Patented linking and clustering methods can now help insurance providers to link all their data assets together. This means one ‘golden record’ can be created, for one individual, giving insurance providers a consolidated, view based on every contact or policy they have had with that person.
This one single record then creates the basis for all future dealings with that customer, allowing accurate data enrichment and helps build up the picture of their risk as more data is accumulated.
It’s a process of joining the dots – finding common threads between records to match up disparate data pulling on a wide range of external data sets including public records and insurance policy history data gathered from across the market. Records with commonalities are linked together and are then assigned the same unique identifier.
By pulling together data from multiple touch points – quotes, renewals, claims and marketing, insurance providers can build a comprehensive and accurate representation of a customer’s identity, at whatever point they are in their dealings with the brand – customer, claimant, applicant or prospect. It also means they have a consistent methodology for standardisation and matching of customer data across multiple databases.
Marketing, customer service, pricing, underwriting, portfolio management and claims can all benefit. By consolidating details about a policyholder, insurance providers can see all points of a relationship with that person and provide more relevant and customised products and services.

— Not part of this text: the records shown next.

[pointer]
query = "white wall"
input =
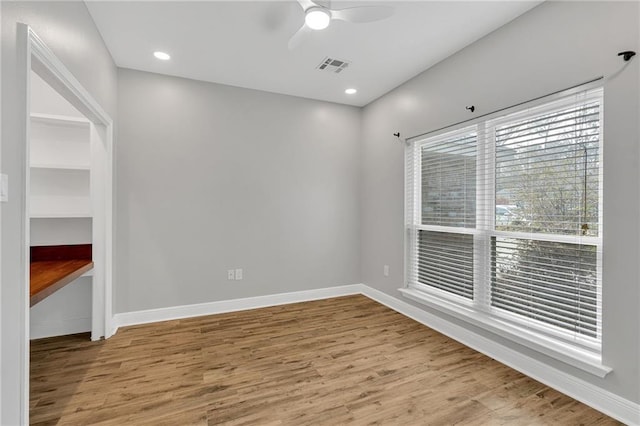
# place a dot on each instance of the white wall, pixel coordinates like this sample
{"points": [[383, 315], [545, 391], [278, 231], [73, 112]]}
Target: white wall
{"points": [[67, 28], [213, 177], [554, 46], [68, 310]]}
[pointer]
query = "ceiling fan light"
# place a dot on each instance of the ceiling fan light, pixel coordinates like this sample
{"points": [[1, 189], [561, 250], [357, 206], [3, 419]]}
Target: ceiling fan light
{"points": [[317, 18]]}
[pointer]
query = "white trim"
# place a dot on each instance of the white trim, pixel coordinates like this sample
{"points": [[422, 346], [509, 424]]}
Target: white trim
{"points": [[40, 330], [602, 400], [34, 55], [233, 305], [569, 354]]}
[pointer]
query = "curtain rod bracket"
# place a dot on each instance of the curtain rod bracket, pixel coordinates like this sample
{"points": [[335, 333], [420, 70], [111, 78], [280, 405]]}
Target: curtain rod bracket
{"points": [[627, 55]]}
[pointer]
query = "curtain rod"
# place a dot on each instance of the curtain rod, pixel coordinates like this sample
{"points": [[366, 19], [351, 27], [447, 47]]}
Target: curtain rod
{"points": [[502, 109]]}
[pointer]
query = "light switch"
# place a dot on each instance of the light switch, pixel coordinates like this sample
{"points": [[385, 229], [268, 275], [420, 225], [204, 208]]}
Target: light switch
{"points": [[4, 188]]}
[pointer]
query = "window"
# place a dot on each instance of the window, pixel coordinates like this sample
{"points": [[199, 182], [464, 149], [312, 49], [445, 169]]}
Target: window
{"points": [[504, 223]]}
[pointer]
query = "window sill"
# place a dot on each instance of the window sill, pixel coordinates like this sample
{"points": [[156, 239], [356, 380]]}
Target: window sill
{"points": [[568, 354]]}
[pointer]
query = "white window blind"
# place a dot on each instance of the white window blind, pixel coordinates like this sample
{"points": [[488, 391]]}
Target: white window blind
{"points": [[504, 219]]}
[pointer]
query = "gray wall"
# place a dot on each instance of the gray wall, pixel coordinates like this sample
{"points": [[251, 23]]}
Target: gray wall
{"points": [[69, 31], [554, 46], [212, 177]]}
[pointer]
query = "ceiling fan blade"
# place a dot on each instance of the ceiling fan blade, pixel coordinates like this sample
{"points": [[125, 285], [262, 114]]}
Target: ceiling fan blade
{"points": [[298, 37], [306, 4], [362, 14]]}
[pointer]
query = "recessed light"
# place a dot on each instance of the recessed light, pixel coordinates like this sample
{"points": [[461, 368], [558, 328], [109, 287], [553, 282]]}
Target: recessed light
{"points": [[317, 18], [161, 55]]}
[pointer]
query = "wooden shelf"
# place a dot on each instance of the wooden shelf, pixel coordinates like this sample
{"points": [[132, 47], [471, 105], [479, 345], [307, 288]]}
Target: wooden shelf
{"points": [[53, 267]]}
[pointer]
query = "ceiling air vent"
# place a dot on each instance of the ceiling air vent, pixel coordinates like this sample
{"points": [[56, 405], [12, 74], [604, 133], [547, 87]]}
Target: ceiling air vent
{"points": [[333, 65]]}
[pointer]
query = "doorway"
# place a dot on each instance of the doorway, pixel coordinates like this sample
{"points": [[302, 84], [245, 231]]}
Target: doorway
{"points": [[67, 192]]}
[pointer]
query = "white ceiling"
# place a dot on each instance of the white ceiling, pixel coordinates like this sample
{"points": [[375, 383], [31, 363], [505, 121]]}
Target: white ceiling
{"points": [[244, 43]]}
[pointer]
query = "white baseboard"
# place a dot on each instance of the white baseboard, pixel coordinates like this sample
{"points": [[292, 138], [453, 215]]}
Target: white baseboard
{"points": [[602, 400], [40, 330], [234, 305]]}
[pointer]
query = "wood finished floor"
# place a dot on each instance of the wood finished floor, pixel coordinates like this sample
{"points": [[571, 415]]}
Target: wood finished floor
{"points": [[346, 360]]}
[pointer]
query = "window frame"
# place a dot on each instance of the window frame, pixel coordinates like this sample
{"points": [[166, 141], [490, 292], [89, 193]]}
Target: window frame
{"points": [[583, 352]]}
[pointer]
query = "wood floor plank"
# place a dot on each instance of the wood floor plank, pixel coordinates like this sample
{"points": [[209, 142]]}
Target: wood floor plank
{"points": [[345, 360]]}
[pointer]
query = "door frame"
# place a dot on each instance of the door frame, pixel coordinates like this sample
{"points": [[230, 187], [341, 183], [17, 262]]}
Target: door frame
{"points": [[34, 54]]}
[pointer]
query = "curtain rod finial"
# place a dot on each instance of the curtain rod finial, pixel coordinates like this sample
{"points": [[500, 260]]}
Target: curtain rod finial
{"points": [[627, 55]]}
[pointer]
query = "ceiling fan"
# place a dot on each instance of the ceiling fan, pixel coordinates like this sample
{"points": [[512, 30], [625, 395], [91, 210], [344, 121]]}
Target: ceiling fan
{"points": [[318, 17]]}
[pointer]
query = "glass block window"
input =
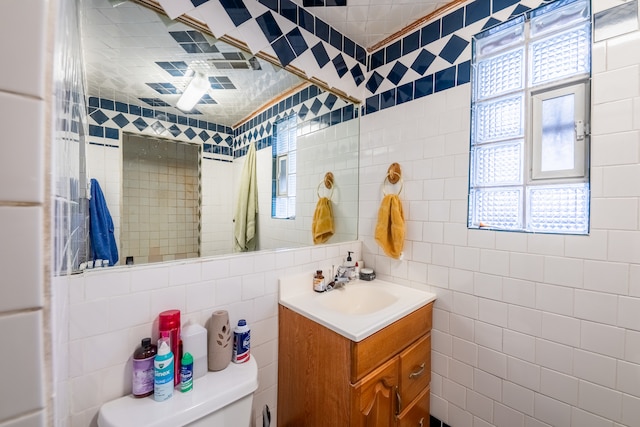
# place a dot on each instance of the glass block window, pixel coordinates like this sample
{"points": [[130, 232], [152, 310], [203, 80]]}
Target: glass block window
{"points": [[530, 122], [283, 202]]}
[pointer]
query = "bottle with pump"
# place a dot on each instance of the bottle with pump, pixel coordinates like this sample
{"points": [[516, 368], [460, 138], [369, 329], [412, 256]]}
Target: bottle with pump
{"points": [[143, 370], [163, 371], [319, 284], [351, 266]]}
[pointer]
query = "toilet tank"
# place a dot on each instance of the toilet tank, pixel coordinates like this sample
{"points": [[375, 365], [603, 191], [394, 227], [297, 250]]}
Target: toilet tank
{"points": [[221, 398]]}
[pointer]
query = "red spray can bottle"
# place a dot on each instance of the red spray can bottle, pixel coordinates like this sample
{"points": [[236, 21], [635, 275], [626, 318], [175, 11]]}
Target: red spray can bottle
{"points": [[169, 323]]}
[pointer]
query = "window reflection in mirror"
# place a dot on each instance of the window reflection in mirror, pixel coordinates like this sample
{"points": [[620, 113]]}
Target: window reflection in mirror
{"points": [[139, 63]]}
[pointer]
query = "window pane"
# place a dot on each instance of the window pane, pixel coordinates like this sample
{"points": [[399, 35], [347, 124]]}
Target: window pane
{"points": [[498, 208], [497, 164], [551, 18], [500, 74], [292, 185], [293, 162], [561, 55], [558, 137], [281, 207], [291, 201], [558, 209], [500, 119], [499, 38], [282, 176]]}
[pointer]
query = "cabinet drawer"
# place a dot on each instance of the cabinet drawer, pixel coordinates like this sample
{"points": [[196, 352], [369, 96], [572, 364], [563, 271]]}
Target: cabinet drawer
{"points": [[415, 369], [386, 343], [417, 414]]}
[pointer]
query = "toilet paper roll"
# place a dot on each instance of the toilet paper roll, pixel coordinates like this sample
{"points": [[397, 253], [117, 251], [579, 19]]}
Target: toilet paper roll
{"points": [[220, 341]]}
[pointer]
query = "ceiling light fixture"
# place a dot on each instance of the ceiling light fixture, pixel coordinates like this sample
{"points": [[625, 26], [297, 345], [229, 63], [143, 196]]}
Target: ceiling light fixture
{"points": [[197, 87]]}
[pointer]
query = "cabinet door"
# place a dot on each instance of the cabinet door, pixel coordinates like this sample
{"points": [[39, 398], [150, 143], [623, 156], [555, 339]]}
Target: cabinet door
{"points": [[374, 397], [415, 370]]}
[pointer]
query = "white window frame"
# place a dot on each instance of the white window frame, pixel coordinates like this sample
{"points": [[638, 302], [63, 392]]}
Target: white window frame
{"points": [[513, 42], [580, 132], [285, 129]]}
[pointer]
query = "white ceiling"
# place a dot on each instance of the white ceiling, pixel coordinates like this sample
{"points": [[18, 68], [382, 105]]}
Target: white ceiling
{"points": [[122, 43], [367, 22]]}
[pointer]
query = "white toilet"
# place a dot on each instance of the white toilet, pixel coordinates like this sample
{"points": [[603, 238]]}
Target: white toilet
{"points": [[218, 399]]}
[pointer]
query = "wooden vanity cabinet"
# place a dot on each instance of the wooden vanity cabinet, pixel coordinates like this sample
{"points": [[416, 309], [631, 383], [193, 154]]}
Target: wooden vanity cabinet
{"points": [[325, 379]]}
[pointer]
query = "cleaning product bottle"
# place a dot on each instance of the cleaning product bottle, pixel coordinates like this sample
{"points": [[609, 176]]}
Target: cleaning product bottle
{"points": [[163, 371], [186, 373], [143, 369], [241, 342]]}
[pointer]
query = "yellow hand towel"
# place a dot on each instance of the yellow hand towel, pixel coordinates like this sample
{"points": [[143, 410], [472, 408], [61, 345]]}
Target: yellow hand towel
{"points": [[322, 225], [390, 228]]}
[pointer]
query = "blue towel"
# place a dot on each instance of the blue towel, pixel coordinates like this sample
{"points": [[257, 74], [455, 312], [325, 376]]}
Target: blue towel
{"points": [[103, 242]]}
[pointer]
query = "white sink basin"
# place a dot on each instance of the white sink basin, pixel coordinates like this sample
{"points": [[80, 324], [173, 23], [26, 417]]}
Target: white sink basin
{"points": [[355, 311], [357, 299]]}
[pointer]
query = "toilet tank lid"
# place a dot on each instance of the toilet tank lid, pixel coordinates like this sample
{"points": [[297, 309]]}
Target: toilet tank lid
{"points": [[210, 393]]}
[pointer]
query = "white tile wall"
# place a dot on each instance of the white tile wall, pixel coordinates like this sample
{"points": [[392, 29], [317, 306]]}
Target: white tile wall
{"points": [[436, 164], [115, 309], [22, 215], [553, 319]]}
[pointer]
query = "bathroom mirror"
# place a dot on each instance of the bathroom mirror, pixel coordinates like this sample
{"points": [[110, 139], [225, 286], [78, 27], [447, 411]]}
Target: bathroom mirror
{"points": [[138, 65]]}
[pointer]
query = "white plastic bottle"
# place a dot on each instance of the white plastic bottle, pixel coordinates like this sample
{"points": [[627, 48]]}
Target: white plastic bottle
{"points": [[163, 371]]}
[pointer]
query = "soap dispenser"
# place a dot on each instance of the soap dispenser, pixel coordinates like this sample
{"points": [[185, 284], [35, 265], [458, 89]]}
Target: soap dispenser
{"points": [[350, 266]]}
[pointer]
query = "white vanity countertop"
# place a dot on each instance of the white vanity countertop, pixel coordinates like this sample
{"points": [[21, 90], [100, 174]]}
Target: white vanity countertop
{"points": [[296, 293]]}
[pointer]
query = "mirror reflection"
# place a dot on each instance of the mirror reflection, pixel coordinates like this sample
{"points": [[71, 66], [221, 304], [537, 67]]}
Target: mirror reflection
{"points": [[172, 168]]}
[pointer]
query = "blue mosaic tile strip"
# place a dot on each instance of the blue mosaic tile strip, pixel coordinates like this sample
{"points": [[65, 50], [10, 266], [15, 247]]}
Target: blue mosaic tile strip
{"points": [[237, 11], [295, 44], [386, 66], [315, 110]]}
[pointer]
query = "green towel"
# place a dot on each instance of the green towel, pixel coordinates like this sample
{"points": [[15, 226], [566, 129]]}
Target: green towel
{"points": [[244, 227]]}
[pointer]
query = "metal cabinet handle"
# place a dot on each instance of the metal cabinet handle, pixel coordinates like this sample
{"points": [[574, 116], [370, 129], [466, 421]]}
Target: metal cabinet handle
{"points": [[417, 373]]}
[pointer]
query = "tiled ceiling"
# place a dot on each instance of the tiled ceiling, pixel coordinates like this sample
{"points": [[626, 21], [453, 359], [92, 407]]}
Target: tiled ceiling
{"points": [[135, 56], [368, 22]]}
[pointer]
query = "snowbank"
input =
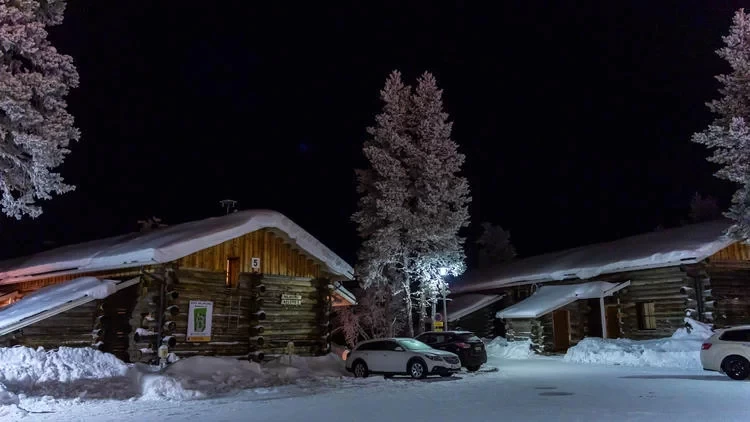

A recent White Paper by ResponseTap(ii) with input from LexisNexis Risk Solutions underlines the value of this insight when it comes to customer service and ensuring customers are not having to repeat details about themselves unnecessarily. When people were asked why they chose not to buy insurance over the phone in the last 12 months, 42% said: “I don’t like going through the automated IVR system (e.g. press 1 for motor, press 2 for home)” 14% said: “I thought it would be more expensive.” A further 49% said: “I don’t like having to repeat all my details again over the phone.”
In the same survey, when consumers were asked whether they would pay more to speak to an insurance specialist on the phone, 40% of respondents said they would, if the experience was as quick and easy as buying online.
A similar sentiment was expressed in a recent PwC report “The Future of CX”(iii), which highlights an 18% gap between customer experience and expectation. The study found that people buying car insurance would be prepared to pay a 7% premium increase in return for good customer service.
Clearly, access to the full picture of a customer or prospect can help insurance providers understand the lifetime value of the customer, supports more targeted and efficient direct marketing programmes, as well as accurate pricing based on an accurate understanding of the overall risk on the individual and their assets at point of quote.